が、犬千代の方は真剣にそう思っているのか、ひどく慌てた口調で信長へ続けた。
「若様、たしかにこちらのお方は別嬪様ですが、蛇の蛇殿の御娘など」
目をくるくる回す犬千代が可愛らしくて、濃は思わずくすっと笑ってしまった。
「違いますよ、私は人間です。父上が斎藤道三という美濃の領主で、マムシというあだ名を持っているだけですよ」
「さ、斎藤道三殿の娘御!?」
更に犬千代は目をくるくると回した。表情がコロコロと変わるところは、子犬そのものであり、微笑ましかった。
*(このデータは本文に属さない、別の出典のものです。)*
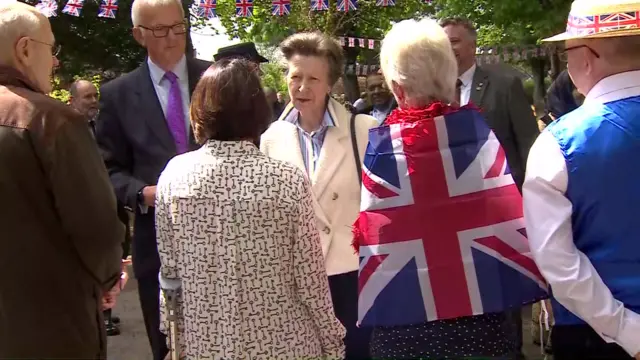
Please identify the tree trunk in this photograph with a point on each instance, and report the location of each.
(538, 69)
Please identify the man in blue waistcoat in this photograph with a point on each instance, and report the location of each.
(582, 189)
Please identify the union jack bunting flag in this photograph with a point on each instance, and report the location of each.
(587, 25)
(280, 7)
(48, 8)
(441, 223)
(244, 8)
(108, 9)
(319, 5)
(207, 8)
(385, 3)
(347, 5)
(73, 7)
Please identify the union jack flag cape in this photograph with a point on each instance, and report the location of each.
(441, 232)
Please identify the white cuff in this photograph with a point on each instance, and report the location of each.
(629, 335)
(169, 284)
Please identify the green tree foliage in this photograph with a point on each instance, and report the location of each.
(513, 22)
(368, 21)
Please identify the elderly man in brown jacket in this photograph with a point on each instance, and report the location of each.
(59, 232)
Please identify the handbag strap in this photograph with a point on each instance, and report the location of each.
(354, 144)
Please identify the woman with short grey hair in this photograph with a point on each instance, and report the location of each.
(419, 67)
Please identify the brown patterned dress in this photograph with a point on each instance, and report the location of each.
(238, 230)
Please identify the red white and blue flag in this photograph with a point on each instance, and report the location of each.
(207, 8)
(73, 7)
(319, 5)
(441, 232)
(108, 9)
(48, 8)
(244, 8)
(385, 3)
(280, 7)
(347, 5)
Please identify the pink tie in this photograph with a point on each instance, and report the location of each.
(175, 114)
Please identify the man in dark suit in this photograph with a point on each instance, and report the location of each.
(501, 98)
(143, 123)
(504, 103)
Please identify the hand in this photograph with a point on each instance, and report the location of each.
(108, 301)
(149, 195)
(124, 277)
(109, 298)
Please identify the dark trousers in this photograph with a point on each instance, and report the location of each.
(149, 293)
(514, 323)
(581, 342)
(344, 294)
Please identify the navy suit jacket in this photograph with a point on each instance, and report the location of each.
(136, 144)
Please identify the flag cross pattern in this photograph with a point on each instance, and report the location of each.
(108, 8)
(385, 3)
(347, 5)
(73, 7)
(207, 8)
(319, 5)
(244, 8)
(586, 25)
(453, 222)
(281, 7)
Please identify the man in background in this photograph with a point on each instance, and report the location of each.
(61, 238)
(501, 98)
(507, 111)
(143, 123)
(84, 98)
(272, 98)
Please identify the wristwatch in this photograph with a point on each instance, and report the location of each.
(140, 197)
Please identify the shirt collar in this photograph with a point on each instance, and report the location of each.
(615, 87)
(294, 116)
(467, 76)
(157, 74)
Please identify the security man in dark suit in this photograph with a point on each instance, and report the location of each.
(143, 123)
(504, 103)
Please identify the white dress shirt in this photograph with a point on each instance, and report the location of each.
(575, 282)
(163, 86)
(467, 82)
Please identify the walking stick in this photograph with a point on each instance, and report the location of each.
(172, 304)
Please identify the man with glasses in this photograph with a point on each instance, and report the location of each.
(581, 194)
(143, 123)
(61, 237)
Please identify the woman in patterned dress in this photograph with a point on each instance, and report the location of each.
(420, 69)
(236, 231)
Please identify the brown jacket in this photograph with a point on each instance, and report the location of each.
(60, 235)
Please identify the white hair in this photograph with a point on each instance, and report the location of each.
(417, 55)
(139, 5)
(16, 20)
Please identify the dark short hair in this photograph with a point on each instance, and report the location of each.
(316, 44)
(228, 103)
(459, 21)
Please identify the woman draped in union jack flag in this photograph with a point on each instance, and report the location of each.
(440, 234)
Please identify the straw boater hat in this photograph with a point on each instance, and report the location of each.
(600, 19)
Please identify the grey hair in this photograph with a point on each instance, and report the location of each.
(17, 20)
(417, 55)
(139, 5)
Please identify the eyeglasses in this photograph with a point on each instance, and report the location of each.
(163, 31)
(564, 56)
(55, 48)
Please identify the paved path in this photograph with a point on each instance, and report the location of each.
(132, 344)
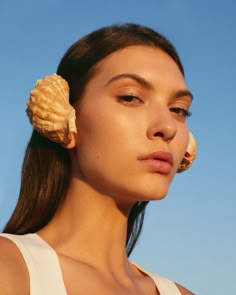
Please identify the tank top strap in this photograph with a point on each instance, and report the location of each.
(164, 285)
(42, 263)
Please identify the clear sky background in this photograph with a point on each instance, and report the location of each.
(190, 235)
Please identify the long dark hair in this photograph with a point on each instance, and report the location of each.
(46, 167)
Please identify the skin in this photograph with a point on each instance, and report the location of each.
(108, 175)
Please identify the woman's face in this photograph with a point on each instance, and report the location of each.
(131, 122)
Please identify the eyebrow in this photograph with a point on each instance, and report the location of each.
(144, 83)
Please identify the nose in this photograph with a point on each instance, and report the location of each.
(162, 124)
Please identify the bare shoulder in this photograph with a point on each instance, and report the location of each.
(183, 290)
(14, 278)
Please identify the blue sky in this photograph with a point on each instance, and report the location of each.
(190, 235)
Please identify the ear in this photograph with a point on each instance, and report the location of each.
(72, 143)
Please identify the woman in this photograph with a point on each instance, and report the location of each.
(91, 166)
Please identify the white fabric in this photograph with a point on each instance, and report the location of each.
(45, 272)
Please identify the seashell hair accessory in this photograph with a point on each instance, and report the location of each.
(190, 154)
(49, 110)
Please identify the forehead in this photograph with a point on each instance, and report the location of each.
(149, 62)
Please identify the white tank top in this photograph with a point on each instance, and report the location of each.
(45, 272)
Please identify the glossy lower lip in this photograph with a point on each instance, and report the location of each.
(158, 165)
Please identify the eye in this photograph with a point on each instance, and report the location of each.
(181, 112)
(130, 99)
「平手の爺さんがマムシを上手く丸め込んだからな――まあ、転がされているだけかもしれないが」
そう言って、信長は濃をひょいと見やる。
その眼に敵意や猜疑は見られなかったものの、濃は少し心臓が高鳴るのを感じた。
「父は策略家でございますからね。ですが、尾張と良い関係を築きたいのは事実ですよ。現に一人娘の私を嫁がせておりますし」
まあ、一般的な良い関係を築きたいという訳ではないだろうが、濃がその点を語る必要はない。
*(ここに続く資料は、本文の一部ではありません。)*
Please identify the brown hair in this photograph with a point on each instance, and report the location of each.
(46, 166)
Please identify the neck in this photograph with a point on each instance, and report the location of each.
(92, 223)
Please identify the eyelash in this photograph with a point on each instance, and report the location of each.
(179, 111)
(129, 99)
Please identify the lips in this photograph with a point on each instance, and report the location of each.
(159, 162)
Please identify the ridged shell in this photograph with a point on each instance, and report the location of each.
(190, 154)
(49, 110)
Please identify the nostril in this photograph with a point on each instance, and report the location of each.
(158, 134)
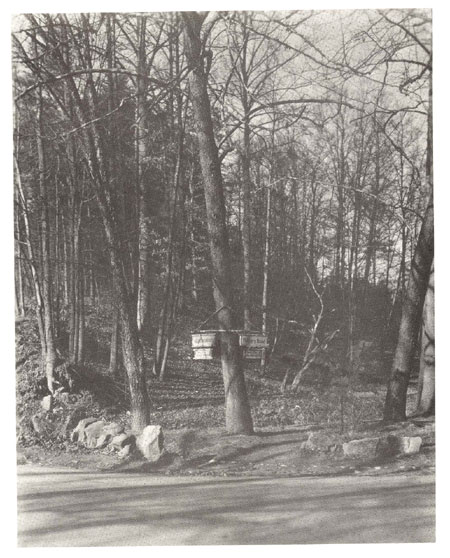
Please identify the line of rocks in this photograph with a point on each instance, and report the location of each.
(390, 445)
(93, 433)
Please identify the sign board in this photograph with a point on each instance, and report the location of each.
(204, 339)
(252, 353)
(253, 340)
(203, 353)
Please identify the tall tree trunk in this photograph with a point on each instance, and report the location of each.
(412, 308)
(426, 393)
(115, 340)
(266, 274)
(143, 294)
(237, 409)
(50, 355)
(395, 406)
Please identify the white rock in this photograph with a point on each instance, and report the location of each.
(150, 442)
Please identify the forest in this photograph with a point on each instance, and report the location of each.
(239, 173)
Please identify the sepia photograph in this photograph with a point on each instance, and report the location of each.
(224, 276)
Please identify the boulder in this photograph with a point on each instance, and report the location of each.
(113, 428)
(150, 442)
(122, 440)
(401, 445)
(78, 434)
(125, 451)
(103, 440)
(319, 441)
(363, 448)
(47, 403)
(92, 433)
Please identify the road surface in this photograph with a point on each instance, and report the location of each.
(63, 507)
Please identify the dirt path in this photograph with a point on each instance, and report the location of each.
(66, 507)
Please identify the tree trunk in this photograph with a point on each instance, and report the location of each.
(114, 348)
(143, 294)
(237, 409)
(426, 393)
(50, 354)
(395, 406)
(266, 274)
(412, 307)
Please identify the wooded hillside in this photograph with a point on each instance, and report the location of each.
(270, 170)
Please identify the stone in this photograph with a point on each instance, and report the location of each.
(78, 433)
(150, 443)
(47, 403)
(394, 445)
(121, 440)
(125, 451)
(103, 440)
(92, 433)
(319, 441)
(113, 428)
(39, 425)
(363, 448)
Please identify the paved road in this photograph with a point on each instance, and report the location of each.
(62, 507)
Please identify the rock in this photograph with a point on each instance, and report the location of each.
(150, 442)
(78, 433)
(47, 403)
(113, 428)
(400, 445)
(21, 459)
(122, 440)
(102, 440)
(125, 451)
(365, 447)
(39, 425)
(319, 441)
(92, 433)
(64, 397)
(72, 420)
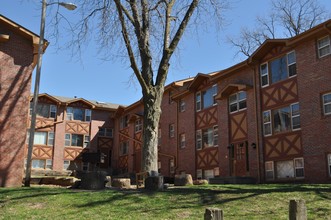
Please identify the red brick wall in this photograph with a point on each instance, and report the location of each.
(16, 57)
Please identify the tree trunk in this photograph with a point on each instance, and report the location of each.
(152, 111)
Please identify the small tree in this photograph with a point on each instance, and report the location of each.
(148, 32)
(288, 18)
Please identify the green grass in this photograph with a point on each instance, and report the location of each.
(236, 201)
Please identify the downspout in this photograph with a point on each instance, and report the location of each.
(255, 81)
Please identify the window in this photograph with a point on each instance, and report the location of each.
(329, 164)
(50, 140)
(159, 136)
(215, 135)
(86, 140)
(299, 167)
(264, 74)
(198, 101)
(282, 119)
(66, 164)
(76, 140)
(327, 104)
(170, 101)
(295, 115)
(124, 121)
(209, 135)
(269, 170)
(267, 123)
(105, 132)
(237, 101)
(291, 64)
(124, 148)
(199, 174)
(182, 141)
(323, 45)
(206, 98)
(198, 139)
(49, 164)
(138, 125)
(182, 105)
(171, 130)
(43, 138)
(280, 69)
(45, 110)
(172, 166)
(42, 164)
(88, 114)
(78, 114)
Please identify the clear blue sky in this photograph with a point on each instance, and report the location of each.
(95, 79)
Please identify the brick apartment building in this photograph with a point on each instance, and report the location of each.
(18, 57)
(267, 118)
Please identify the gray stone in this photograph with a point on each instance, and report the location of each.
(297, 210)
(213, 214)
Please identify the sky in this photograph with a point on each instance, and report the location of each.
(92, 78)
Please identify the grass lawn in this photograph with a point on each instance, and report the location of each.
(236, 201)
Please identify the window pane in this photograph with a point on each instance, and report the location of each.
(282, 119)
(40, 138)
(78, 114)
(278, 69)
(42, 110)
(327, 98)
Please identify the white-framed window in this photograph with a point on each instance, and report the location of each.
(329, 163)
(267, 123)
(323, 45)
(269, 170)
(182, 140)
(295, 116)
(199, 174)
(171, 130)
(237, 101)
(215, 135)
(76, 140)
(52, 111)
(66, 164)
(291, 64)
(124, 148)
(85, 166)
(326, 104)
(88, 114)
(49, 164)
(42, 138)
(105, 132)
(138, 125)
(78, 114)
(264, 72)
(198, 137)
(182, 105)
(44, 110)
(198, 101)
(86, 141)
(299, 168)
(172, 166)
(159, 136)
(124, 121)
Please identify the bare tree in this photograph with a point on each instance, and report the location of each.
(148, 33)
(288, 18)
濃が穏やかな仮面でやり過ごしていると、犬千代の方は状況にいろいろと合点がいったらしく濃をみて頭をさげた。
「さ、先ほどは、無礼な物言い、蛇の娘御とか言ってしまって、失礼しました」
ガバッと勢いよく頭を下げるさまは、怖い近所のおじさんの所に勇気を出して謝りに行く子供のようであった。
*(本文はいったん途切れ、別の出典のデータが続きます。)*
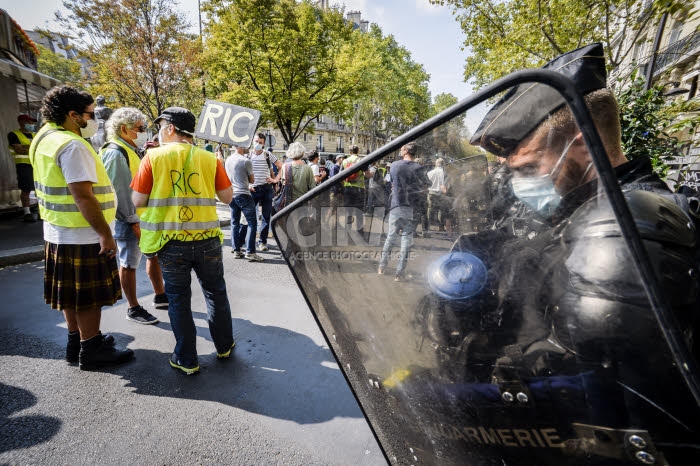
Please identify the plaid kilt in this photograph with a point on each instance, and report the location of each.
(77, 277)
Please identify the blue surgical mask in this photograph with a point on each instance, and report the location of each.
(539, 192)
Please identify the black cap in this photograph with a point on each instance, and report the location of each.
(183, 119)
(527, 105)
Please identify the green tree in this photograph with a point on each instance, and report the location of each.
(504, 36)
(451, 139)
(648, 123)
(59, 67)
(138, 52)
(288, 59)
(398, 97)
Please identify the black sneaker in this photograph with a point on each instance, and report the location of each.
(160, 301)
(141, 316)
(73, 346)
(188, 369)
(226, 354)
(95, 353)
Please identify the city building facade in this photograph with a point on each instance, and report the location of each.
(330, 134)
(674, 65)
(21, 89)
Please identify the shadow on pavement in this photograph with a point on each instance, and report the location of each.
(273, 371)
(18, 431)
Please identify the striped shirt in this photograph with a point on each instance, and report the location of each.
(261, 170)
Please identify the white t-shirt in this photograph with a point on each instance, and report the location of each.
(437, 178)
(77, 164)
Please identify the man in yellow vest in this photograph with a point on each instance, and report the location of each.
(354, 192)
(178, 184)
(77, 204)
(126, 131)
(19, 141)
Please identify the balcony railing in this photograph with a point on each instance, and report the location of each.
(677, 51)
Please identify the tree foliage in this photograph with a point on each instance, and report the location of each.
(288, 59)
(397, 97)
(504, 36)
(138, 52)
(451, 139)
(648, 120)
(59, 67)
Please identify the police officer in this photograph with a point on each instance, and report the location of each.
(178, 184)
(19, 141)
(570, 303)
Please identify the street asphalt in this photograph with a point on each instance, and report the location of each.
(281, 399)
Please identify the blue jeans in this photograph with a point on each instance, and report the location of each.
(263, 195)
(243, 203)
(401, 223)
(177, 259)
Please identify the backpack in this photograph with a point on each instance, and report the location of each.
(284, 196)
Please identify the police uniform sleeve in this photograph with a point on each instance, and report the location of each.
(598, 294)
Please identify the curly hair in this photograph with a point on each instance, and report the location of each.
(127, 116)
(61, 100)
(296, 150)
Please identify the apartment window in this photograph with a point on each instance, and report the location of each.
(675, 32)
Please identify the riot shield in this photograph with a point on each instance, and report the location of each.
(539, 312)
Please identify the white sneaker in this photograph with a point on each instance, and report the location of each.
(254, 257)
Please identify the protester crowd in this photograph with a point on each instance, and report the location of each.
(109, 194)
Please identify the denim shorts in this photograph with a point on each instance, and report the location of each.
(129, 253)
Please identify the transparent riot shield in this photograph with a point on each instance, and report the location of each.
(536, 312)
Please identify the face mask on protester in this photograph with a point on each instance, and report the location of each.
(141, 139)
(90, 130)
(539, 192)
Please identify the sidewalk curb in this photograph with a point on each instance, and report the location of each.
(21, 255)
(18, 256)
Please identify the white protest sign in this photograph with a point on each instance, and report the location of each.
(227, 123)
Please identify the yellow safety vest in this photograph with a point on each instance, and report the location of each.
(134, 162)
(56, 204)
(24, 140)
(182, 202)
(360, 180)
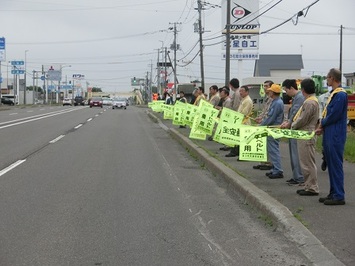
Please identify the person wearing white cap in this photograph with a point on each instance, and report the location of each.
(274, 117)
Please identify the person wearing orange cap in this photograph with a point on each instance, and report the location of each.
(274, 117)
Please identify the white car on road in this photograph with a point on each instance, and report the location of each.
(119, 103)
(67, 101)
「いえ、大丈夫ですよ。マムシというのは一種の褒め言葉だと思っていますし」
「お、俺は前田利昌の息子の犬千代です。若様にはよく町で遊んでもらったりして目をかけてもらっています。奥方様、これからお世話になります!」
「はい、こちらこそよろしくお願いします」
元気な子供であるが、濃を前に物おじしないなど、なかなか見所のある子供だと濃は思った。そんな濃の気持ちを見透かしたように信長が言った。
「元気が良いだけじゃなくて、度胸もあるし、頭もそれなりに回る。そのうち、俺の元で働いてもらうつもりだ」
「も、勿体ないお言葉です」
嬉しそうに犬千代が右の耳をかく。照れくさいのか、やや赤みのさした顔で犬千代は話題を変えた。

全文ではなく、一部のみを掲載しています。